Bedsores are deep wounds that develop during long periods of recumbency (greater than a few days). These usually occur over pressure points, or bony prominences. The most common sites for bedsores to develop are the hips and elbows, especially in large breed dogs. Once they develop, bedsores can be very difficult to treat, and can lead to other problems, such as systemic infections. The use of thick, padded bedding or a waterbed (available in most Pet catalogs) helps to redistribute weight more evenly and prevent bedsores. In addition, turning your Pet frequently (ever 2-4 hours), keeping the skin and hair dry and gentle massage over these pressure points will help prevent bedsores.
Urine scald occurs when urine is in contact with the skin and hair coat for a prolonged period of time. Redness, sores, and even wounds can develop quickly, especially in the perineal area and skin over the abdomen. Keeping your Pet clean and dry will prevent this, but may be a challenge. In incontinent Pets that must be cleaned frequently, cornstarch or baby powder on clean skin may help to keep the skin dry and slow the development of urine scald.
Muscle wasting or atrophy will occur within several weeks from disuse. As your Pet recovers, weak, atrophied muscles will be more difficult to stand and walk on. Physical therapy is invaluable for minimizing muscle loss. There are two forms of physical therapy: passive, which involves flexion, extension, and range of motion exercises, and active, which is usually in the form of walking (with support) and swimming. Massage therapy may also help slow muscle wasting by increasing blood flow to the massaged areas.

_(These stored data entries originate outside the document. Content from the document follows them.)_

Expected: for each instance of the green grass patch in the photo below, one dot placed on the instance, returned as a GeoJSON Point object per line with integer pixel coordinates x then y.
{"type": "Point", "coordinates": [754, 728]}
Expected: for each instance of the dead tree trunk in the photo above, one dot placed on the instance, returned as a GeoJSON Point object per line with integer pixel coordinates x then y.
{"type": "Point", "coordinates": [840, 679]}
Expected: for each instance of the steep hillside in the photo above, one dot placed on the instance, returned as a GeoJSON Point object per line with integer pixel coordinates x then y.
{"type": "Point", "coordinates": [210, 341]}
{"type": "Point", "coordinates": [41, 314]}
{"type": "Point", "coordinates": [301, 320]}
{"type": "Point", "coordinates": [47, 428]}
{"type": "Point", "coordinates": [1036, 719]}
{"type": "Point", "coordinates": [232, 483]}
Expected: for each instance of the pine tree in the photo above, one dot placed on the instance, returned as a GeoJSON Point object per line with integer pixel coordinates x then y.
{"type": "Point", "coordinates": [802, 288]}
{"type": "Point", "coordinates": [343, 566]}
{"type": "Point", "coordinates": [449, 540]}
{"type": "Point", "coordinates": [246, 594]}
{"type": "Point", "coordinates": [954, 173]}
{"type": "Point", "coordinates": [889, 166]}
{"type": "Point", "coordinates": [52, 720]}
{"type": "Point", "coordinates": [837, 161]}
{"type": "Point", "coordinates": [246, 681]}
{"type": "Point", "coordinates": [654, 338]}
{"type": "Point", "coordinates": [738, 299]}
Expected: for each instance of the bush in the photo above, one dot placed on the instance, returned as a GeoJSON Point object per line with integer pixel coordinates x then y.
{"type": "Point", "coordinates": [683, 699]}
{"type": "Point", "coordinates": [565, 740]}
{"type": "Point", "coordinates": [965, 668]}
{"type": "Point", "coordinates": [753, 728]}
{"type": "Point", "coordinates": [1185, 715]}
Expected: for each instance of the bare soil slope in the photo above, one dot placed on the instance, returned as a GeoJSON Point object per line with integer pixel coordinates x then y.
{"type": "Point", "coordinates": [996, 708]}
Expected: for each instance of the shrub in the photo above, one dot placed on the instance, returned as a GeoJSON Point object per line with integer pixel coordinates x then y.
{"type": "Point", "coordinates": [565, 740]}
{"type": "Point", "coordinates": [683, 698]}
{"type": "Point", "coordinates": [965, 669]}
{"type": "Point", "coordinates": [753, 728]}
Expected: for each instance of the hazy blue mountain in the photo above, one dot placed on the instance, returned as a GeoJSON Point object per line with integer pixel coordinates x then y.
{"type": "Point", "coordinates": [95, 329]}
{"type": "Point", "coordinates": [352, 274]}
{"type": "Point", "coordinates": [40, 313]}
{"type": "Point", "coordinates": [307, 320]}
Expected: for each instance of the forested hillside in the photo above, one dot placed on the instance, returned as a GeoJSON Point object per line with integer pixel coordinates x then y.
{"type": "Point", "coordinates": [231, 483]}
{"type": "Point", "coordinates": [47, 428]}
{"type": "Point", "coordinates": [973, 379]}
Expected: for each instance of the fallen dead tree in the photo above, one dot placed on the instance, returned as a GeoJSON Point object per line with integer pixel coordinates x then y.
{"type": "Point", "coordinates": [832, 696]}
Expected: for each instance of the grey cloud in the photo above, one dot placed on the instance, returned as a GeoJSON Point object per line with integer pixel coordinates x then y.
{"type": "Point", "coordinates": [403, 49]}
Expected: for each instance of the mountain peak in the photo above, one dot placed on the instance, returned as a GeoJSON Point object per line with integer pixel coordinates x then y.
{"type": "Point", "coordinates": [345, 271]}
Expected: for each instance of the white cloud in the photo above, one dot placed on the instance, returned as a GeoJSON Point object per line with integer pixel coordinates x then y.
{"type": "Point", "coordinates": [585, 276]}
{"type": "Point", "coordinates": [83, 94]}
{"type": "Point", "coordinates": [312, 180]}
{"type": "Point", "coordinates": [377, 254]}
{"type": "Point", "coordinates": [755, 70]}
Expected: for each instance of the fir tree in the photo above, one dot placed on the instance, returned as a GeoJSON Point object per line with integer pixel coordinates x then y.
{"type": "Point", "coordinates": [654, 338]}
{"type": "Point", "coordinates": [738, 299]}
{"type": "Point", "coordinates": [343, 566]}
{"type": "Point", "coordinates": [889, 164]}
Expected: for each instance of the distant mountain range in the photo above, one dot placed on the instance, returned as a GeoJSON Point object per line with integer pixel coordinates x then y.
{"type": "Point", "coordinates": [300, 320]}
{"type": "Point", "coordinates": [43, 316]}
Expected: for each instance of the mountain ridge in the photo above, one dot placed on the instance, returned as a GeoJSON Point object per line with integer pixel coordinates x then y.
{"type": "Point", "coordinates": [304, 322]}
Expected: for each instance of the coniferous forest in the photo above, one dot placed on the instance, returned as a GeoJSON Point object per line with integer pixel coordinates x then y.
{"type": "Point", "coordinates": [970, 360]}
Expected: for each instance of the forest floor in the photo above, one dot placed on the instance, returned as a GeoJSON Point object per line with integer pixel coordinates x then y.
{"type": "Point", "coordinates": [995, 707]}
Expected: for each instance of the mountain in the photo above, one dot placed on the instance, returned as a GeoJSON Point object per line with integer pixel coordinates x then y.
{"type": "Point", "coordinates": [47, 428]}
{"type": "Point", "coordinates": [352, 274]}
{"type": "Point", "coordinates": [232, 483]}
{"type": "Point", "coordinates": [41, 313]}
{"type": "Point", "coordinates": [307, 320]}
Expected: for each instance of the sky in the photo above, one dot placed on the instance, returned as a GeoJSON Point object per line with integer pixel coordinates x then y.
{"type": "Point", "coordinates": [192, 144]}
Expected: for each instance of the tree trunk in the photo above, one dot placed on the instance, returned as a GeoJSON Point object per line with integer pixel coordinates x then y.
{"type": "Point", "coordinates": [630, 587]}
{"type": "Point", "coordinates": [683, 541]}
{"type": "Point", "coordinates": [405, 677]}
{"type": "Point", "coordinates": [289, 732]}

Pneumonia is one of the most serious, life-threatening complications of recumbency. When an animal lies on one side, the lung on the down side does not receive as much blood or oxygen as it should. If this continues, bacterial pneumonia may occur in the down lung. Turning your Pet every 2-4 hours helps to prevent the development of pneumonia. Encouraging the Pet to sit upright will also help; pillows may be used to help prop an animal in the position. Early signs of pneumonia include depression, fever, loss of appetite, coughing, and labored breathing. If any of these signs are seen, Veterinary attention should be sought immediately.

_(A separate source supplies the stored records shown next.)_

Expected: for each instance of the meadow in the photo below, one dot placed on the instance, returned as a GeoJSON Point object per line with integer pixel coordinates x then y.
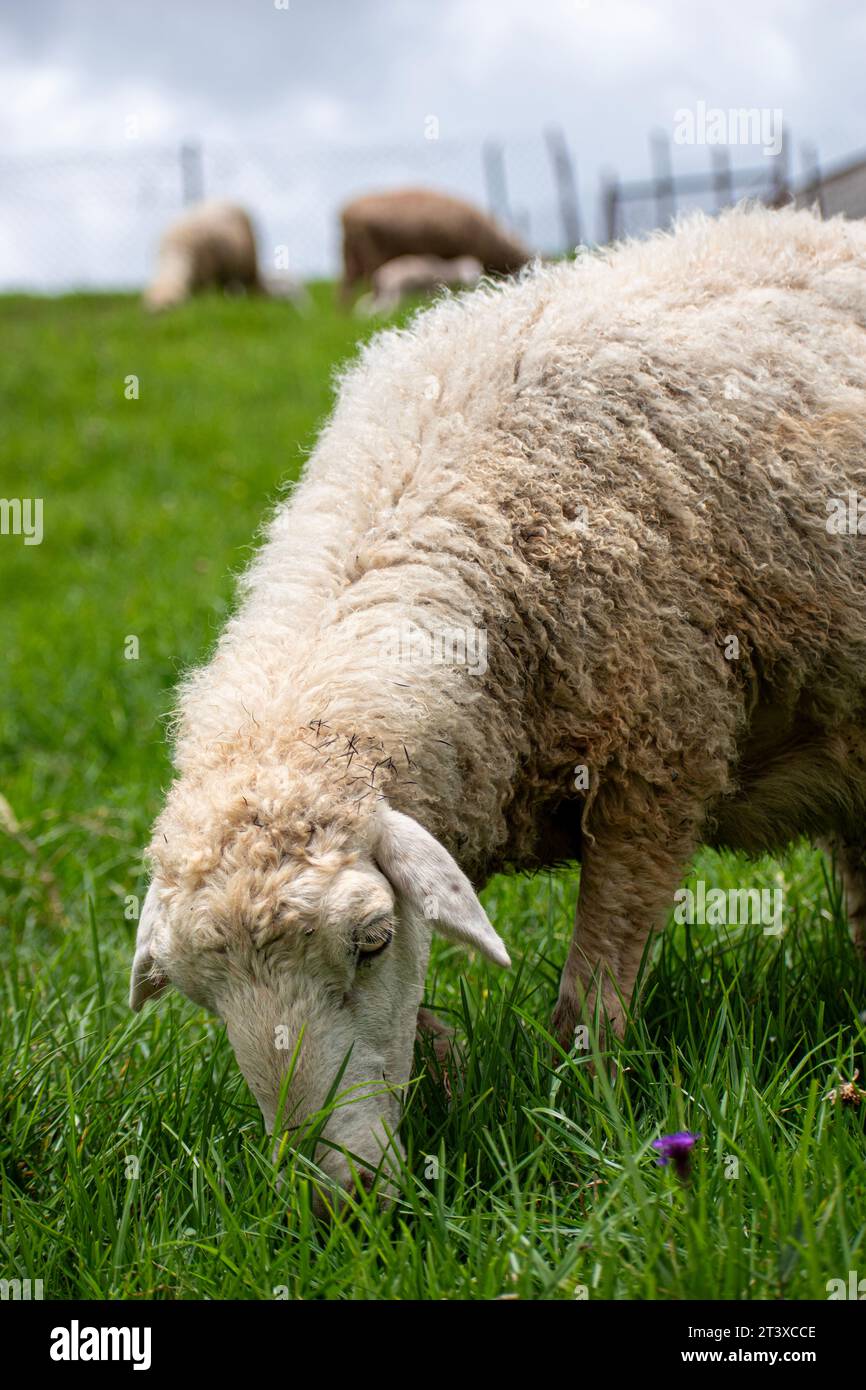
{"type": "Point", "coordinates": [132, 1158]}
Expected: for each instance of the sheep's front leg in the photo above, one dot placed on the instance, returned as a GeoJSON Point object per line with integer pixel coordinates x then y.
{"type": "Point", "coordinates": [851, 866]}
{"type": "Point", "coordinates": [626, 893]}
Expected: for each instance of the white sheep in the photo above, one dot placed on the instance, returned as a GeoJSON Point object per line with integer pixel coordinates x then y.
{"type": "Point", "coordinates": [406, 275]}
{"type": "Point", "coordinates": [210, 245]}
{"type": "Point", "coordinates": [562, 581]}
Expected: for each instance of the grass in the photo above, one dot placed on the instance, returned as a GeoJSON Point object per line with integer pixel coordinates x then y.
{"type": "Point", "coordinates": [132, 1158]}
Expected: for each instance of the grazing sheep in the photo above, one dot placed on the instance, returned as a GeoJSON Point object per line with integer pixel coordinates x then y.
{"type": "Point", "coordinates": [211, 245]}
{"type": "Point", "coordinates": [406, 275]}
{"type": "Point", "coordinates": [565, 580]}
{"type": "Point", "coordinates": [381, 227]}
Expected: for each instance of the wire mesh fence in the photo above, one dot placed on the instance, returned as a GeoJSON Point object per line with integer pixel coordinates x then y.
{"type": "Point", "coordinates": [93, 220]}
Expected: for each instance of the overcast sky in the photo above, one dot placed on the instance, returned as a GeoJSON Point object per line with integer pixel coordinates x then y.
{"type": "Point", "coordinates": [335, 95]}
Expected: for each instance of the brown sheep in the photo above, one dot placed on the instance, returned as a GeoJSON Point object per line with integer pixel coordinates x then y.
{"type": "Point", "coordinates": [416, 221]}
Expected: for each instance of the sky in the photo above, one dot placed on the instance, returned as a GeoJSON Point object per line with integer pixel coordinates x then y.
{"type": "Point", "coordinates": [296, 104]}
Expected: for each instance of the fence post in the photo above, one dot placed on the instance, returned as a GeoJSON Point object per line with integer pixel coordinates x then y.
{"type": "Point", "coordinates": [723, 180]}
{"type": "Point", "coordinates": [780, 171]}
{"type": "Point", "coordinates": [666, 203]}
{"type": "Point", "coordinates": [566, 185]}
{"type": "Point", "coordinates": [192, 174]}
{"type": "Point", "coordinates": [812, 175]}
{"type": "Point", "coordinates": [610, 206]}
{"type": "Point", "coordinates": [492, 159]}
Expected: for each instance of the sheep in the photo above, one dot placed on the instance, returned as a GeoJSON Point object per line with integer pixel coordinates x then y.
{"type": "Point", "coordinates": [211, 245]}
{"type": "Point", "coordinates": [566, 580]}
{"type": "Point", "coordinates": [381, 227]}
{"type": "Point", "coordinates": [406, 275]}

Urinary tract infection may occur in any recumbent animal, but is especially likely in an incontinent Pet. Constant contact of the perineal area with the ground or bedding encourages bacteria to colonize the urinary tract. An animal that cannot completely empty its bladder is also at increased risk of infection. When the animal is unable to stand or walk to urinate it may be difficult to detect signs of a urinary tract infection. A foul order or a sudden change in the odor or color of the urine can be signs of a urinary tract infection, and should be investigated promptly. Urinary tract infections that are left untreated can lead to life-threatening kidney and/or systemic infections.